Car, remarquez-le bien, Messieurs, tous ces chemins de fer, que je viens de nommer, auront un intérêt égal un jour au développement et à la prospérité de Québec, et ce sont eux qui construiront ce pont si longtemps désiré et toujours suspendu.

Les directeurs du Pacifique, qui ne sont pas des rêveurs ni des illusionnistes, ont bien compris ce que je vous expose si imparfaitement en ce moment, et ils ont pris leurs mesures ; ils ont pris les devants comme c’est leur habitude ; ils ont construit un hôtel et un élévateur, sachant très-bien que le cours du fleuve humain et commercial va changer de direction, et qu’il leur faut être prêt pour le jour où leurs grands steamers viendront verser sur nos quais leurs flots d’hommes, leurs riches cargaisons, et en prendre d’autres en échange.

Nous assistons, Messieurs, seulement à l’éclosion d’une transformation prodigieuse qui va s’opérer d’ici à quelques années. La construction de l’hôtel et de l’élévateur ne sont que des incidents, des symptômes précurseurs ; ce sont des effets et non pas des causes, et bien naïf celui qui les envisagerait comme des points de départ indépendants de circonstances impérieuses, et comme des créations dues à un esprit d’entreprise aventureux qui cherche simplement des champs nouveaux où s’exercer.

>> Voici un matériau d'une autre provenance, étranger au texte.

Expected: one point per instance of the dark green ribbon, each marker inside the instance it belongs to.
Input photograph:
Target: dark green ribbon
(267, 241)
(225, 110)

Non, ces constructions ne sont que des résultantes, mais elles indiquent clairement et victorieusement à tout esprit tant soit peu observateur ce qu’il y a en réserve derrière elles et de combien de conséquences nombreuses elles vont être suivies.

Laissez-moi donc vous dire, Messieurs, et je crois en avoir le droit au point où nous en sommes arrivés de l’exposition que je viens de faire devant vous, laissez-moi donc vous dire, et cela sans hésitation, sans crainte d’amener sur vos lèvres le plus léger, le moins incrédule sourire, que Québec va devenir un de ces grands entrepôts que je vous signalais il y a un instant, une des grandes villes du continent américain, un de ses principaux ports d’expédition. D’ici à un quart de siècle nous allons voir toute la rive de Beauport, jusqu’à la chute Montmorency, se border de quais, et la chute elle-même devenue le grand pouvoir actionneur d’une foule d’industries, de l’éclairage et du chauffage de la région environnante, des moulins où se fera la mouture du blé de l’Ouest, des scieries, des fabriques en général, de tout enfin ce qui offrira à la population de Québec quintuplée un champ de travail et d’entreprise.

Messieurs, je ne me berce pas à plaisir d’illusions, ni ai-je l’idée de vous en bercer. J’ai voulu vous dire ce soir ce que je voyais, ce que je sentais comme devant être l’avenir assuré de la ville chère entre toutes aux Canadiens-Français.

Au printemps, dès que les premiers chauds rayons du soleil animent le sol paralysé par six mois d’hiver et font courir la sève figée dans les troncs et les branches des arbres, vous voyez en un jour les bourgeons apparaître et s’ouvrir, la terre se couvrir subitement d’une abondante et ruisselante verdure, les forêts se revêtir d’un doux et luxueux feuillage, le sol, attendri par les tièdes baisers de l’air, s’offrir sans résistance au soc de la charrue, la nature entière transformée, sortie de son long sommeil avec une physionomie, une jeunesse et une vigueur nouvelles.

Ainsi fera Québec sortant, au printemps de « 93 », de son sommeil de cinquante ans. Ce printemps va se prolonger quelques années sous nos yeux ; mais, avec le siècle prochain qui, déjà, nous tend les bras, nous entrerons en pleine floraison, et le Québec de l’avenir luira dans toute sa beauté et sa splendeur aux yeux de ceux qui n’auront pu contempler jusque là que le Québec du passé.